There were 24 households, out of which 20.8% had children under the age of 18 living with them, 54.2% were married couples living together, 4.2% had a female householder with no husband present, and 41.7% were non-families. 25.0% of all households were made up of individuals, and 12.5% had someone living alone who was 65 years of age or older. The average household size was 2.13 and the average family size was 2.64.

In the CDP, the population was spread out, with 17.6% under the age of 18, 5.9% from 18 to 24, 19.6% from 25 to 44, 39.2% from 45 to 64, and 17.6% who were 65 years of age or older. The median age was 50 years. For every 100 females, there were 104.0 males. For every 100 females age 18 and over, there were 121.1 males.

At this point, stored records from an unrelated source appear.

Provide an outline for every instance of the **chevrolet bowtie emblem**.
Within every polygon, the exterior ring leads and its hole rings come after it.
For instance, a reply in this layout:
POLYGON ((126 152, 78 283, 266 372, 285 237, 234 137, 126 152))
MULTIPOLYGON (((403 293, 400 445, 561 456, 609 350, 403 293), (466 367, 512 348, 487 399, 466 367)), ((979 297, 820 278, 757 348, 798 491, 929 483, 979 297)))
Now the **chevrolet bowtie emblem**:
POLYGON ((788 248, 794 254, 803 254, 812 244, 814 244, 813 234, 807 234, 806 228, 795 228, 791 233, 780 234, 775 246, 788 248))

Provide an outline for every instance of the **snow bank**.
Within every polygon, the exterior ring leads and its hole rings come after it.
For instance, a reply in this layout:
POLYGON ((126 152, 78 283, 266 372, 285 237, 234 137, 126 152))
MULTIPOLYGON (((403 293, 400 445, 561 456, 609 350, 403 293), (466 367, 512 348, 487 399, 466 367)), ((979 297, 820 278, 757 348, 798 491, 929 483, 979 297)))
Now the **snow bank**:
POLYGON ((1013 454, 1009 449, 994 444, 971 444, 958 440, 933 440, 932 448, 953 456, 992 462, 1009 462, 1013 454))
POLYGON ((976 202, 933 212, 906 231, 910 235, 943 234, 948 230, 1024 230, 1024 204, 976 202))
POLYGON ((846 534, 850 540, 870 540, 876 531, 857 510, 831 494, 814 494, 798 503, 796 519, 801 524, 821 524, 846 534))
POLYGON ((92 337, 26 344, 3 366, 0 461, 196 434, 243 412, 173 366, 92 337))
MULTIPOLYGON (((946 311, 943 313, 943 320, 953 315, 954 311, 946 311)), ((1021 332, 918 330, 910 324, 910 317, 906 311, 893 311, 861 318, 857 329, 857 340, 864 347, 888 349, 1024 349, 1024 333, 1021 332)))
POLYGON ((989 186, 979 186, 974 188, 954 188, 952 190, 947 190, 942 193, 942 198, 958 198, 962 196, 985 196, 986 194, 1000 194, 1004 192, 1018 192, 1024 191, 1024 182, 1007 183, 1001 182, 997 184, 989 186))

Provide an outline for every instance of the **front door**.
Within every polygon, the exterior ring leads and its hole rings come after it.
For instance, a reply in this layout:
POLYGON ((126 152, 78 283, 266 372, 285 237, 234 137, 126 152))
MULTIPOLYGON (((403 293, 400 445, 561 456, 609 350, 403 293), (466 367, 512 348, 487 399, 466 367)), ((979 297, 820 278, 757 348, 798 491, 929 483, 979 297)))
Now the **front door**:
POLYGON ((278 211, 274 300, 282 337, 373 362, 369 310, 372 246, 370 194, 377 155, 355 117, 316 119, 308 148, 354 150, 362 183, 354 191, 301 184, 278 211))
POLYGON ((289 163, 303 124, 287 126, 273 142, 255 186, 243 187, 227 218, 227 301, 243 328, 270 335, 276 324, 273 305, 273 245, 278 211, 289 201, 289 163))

The median income for a household in the CDP was $40,804, and the median income for a family was $75,487. Males had a median income of $41,786 versus $13,750 for females. The per capita income for the CDP was $32,782. None of the population or the families were below the poverty line.